Eight city schools opt out of extended half term next year

Posted On 12 Dec 2017 at 11:15 am

Eight Brighton and Hove schools have opted out of the extended autumn half term after just one year of the two-year trial.

Picture by Kiran Foster on Flickr

All the city’s Catholic schools except Our Lady of Lourdes Primary School have followed Cardinal Newman’s lead, and they are joined by new free school King’s School.

King’s School announced the change in its 24 November newsletter, saying: “After careful consideration, governors have taken the decision to revert to a one week autumn half term for the 2018-19 academic year. Cardinal Newman Catholic School are doing the same.

“Governors and school staff believe that a two week autumn half term is detrimental to our students’ learning; especially those in Year 11.”

This week, Brighton and Hove City Council is launching a consultation to give parents a chance to have their say on how they think the two-week break in October worked for them. It runs until 31 January.

The results, as well as a study of the impact of the two-week break on overall attendance, the progress pupils have made this term, and the experiences of staff, will be compiled into a report for the children, young people and skills committee next March.

A council spokesman said: “Ensuring that the most vulnerable and disadvantaged children receive the council’s support in all areas is one of the council’s key priorities.

“The extra week’s holiday in October aims to enable families to have more flexibility about when they can spend time together without missing school, and to take excursions or holidays outside the peak holiday period.

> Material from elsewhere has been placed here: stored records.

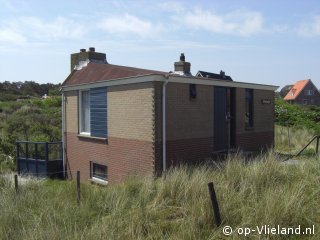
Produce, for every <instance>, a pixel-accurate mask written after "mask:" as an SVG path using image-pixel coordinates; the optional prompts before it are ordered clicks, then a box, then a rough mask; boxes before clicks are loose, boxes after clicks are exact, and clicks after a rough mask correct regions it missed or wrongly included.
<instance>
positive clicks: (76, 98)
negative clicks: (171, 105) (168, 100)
mask: <svg viewBox="0 0 320 240" xmlns="http://www.w3.org/2000/svg"><path fill="white" fill-rule="evenodd" d="M78 94H79V93H78V91H70V92H66V93H65V109H66V114H65V130H66V138H65V145H66V165H67V172H68V176H69V177H70V178H72V177H73V176H74V174H75V171H77V170H80V171H81V179H82V180H88V179H89V177H90V174H89V172H90V161H93V162H96V163H99V164H103V165H107V167H108V181H110V182H118V181H120V180H122V179H123V178H124V177H127V176H130V175H139V174H141V175H154V171H155V167H154V162H155V146H154V138H155V136H154V112H155V111H154V87H153V83H141V84H135V85H121V86H113V87H109V88H108V91H107V102H108V106H107V112H108V120H107V128H108V138H107V140H101V139H94V138H88V137H83V136H79V135H78Z"/></svg>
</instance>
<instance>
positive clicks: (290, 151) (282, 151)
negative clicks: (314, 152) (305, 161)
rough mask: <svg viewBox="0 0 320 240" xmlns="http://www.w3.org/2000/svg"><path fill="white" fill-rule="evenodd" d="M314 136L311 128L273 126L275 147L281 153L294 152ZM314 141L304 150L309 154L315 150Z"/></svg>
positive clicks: (310, 154) (315, 147)
mask: <svg viewBox="0 0 320 240" xmlns="http://www.w3.org/2000/svg"><path fill="white" fill-rule="evenodd" d="M313 136H315V132H314V131H312V130H311V129H306V128H302V129H301V128H296V127H283V126H275V147H276V150H277V151H280V152H282V153H290V154H295V153H297V152H298V151H299V150H301V149H302V148H303V147H304V146H305V145H306V144H307V143H308V142H309V141H310V140H311V139H312V137H313ZM315 148H316V141H314V142H313V143H312V144H311V145H310V146H309V147H308V148H307V149H306V151H305V153H306V154H307V155H308V156H310V155H312V153H314V152H315Z"/></svg>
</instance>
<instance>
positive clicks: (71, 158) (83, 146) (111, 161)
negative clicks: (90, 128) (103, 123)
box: [66, 133, 154, 183]
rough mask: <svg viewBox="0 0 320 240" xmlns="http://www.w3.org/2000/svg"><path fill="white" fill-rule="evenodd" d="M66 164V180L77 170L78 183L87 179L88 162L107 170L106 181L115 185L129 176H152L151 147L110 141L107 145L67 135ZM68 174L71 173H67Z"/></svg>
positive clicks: (106, 144) (107, 141)
mask: <svg viewBox="0 0 320 240" xmlns="http://www.w3.org/2000/svg"><path fill="white" fill-rule="evenodd" d="M66 140H67V152H66V160H67V162H66V164H67V174H68V177H69V178H74V177H75V176H76V171H77V170H79V171H80V174H81V180H88V179H89V178H90V161H94V162H97V163H100V164H103V165H107V166H108V181H109V182H112V183H115V182H119V181H121V180H123V179H124V178H126V177H128V176H130V175H153V174H154V161H153V160H154V149H153V146H154V145H153V143H151V142H147V141H140V140H132V139H122V138H113V137H112V138H109V139H108V140H107V141H103V140H95V139H92V138H83V137H78V136H77V134H75V133H68V134H67V138H66ZM70 171H71V172H70Z"/></svg>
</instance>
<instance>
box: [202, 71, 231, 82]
mask: <svg viewBox="0 0 320 240" xmlns="http://www.w3.org/2000/svg"><path fill="white" fill-rule="evenodd" d="M196 76H197V77H205V78H214V79H218V80H227V81H232V78H231V77H230V76H228V75H223V74H217V73H211V72H205V71H198V73H197V74H196Z"/></svg>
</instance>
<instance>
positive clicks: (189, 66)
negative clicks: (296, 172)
mask: <svg viewBox="0 0 320 240" xmlns="http://www.w3.org/2000/svg"><path fill="white" fill-rule="evenodd" d="M190 66H191V64H190V63H189V62H186V61H185V57H184V55H183V54H181V56H180V60H179V61H177V62H175V63H174V71H173V72H171V73H169V72H162V71H155V70H147V69H140V68H134V67H127V66H119V65H113V64H110V63H108V62H107V60H106V54H104V53H98V52H95V49H94V48H90V49H89V51H86V50H85V49H81V51H80V52H79V53H75V54H72V55H71V69H72V72H71V74H70V75H69V76H68V77H67V79H66V80H65V81H64V83H63V85H62V93H63V111H62V112H63V117H62V119H63V121H62V122H63V144H64V166H65V169H66V173H67V176H68V177H69V178H72V177H74V176H75V173H76V171H77V170H80V171H81V178H82V180H90V181H93V182H98V183H102V184H106V183H108V182H119V181H121V180H122V179H124V178H126V177H128V176H130V175H159V174H161V173H162V172H163V171H166V170H167V169H168V168H170V167H172V166H176V165H179V164H183V163H195V162H198V161H201V160H203V159H206V158H210V157H211V156H212V153H214V152H226V151H228V150H230V149H234V150H237V149H242V150H247V151H260V150H262V149H266V148H271V147H272V146H273V143H274V91H275V90H276V89H277V87H276V86H270V85H262V84H253V83H243V82H236V81H230V79H229V77H227V78H226V79H224V78H223V77H222V78H223V79H221V75H219V74H218V75H219V76H215V75H214V76H213V77H209V78H208V77H207V75H209V76H210V73H207V74H204V76H203V75H202V73H204V72H203V71H201V76H200V75H197V76H196V77H194V76H192V74H191V72H190ZM211 76H212V75H211Z"/></svg>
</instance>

“It was also hoped that the measure would help address the issue of parents taking their children out of school during term-time for unauthorised holidays, missing valuable learning.”

As term dates have to be set more than a year in advance, the extended half term for 2018 cannot now be changed. Dates for the academic year 2018-19 can be found here.

  1. Laura McConnell Reply

    I don’t mind the extended half term. However, the amount of homework being set during all holidays is ridiculous! If a student doesn’t complete it, then warnings and detentions are given! So, please explain, when are parents supposed to take their children on holiday?

    • Valerie Paynter Reply

      During the eight weeks of summer holiday? So long as parents collude with a holidays many times a year mindset, children will not take schooling seriously enough.

      I had NO half-term breaks EVER when I was in school in the 1960’s. Time off was confined to Christmas to New Year and Easter with July and August as summer holiday. Homework was 3 hours NIGHTLY.

      Britain needs to compete with other nations educationally and commercially to a far more serious level than most parents are understanding and the survival of their kids in future, able to get the jobs and housing parents would want for them means taking education far more seriously than seems to be the case.

      I hated being dragged off the our country cottage every summer and weekend as a child. I wanted to be in town and able to see friends. THAT is what is important to kids…not “going on holiday” (unless they are being conditioned to swank about going somewhere abroad or somewhere exotic in order to look big).

  2. Robin Hislop Reply

    This extended half-term is a terrible idea. Those who can afford a holiday in October get cheap flights – lucky them! Meantime the rest of us have to pay for childcare while we work. What a regressive policy!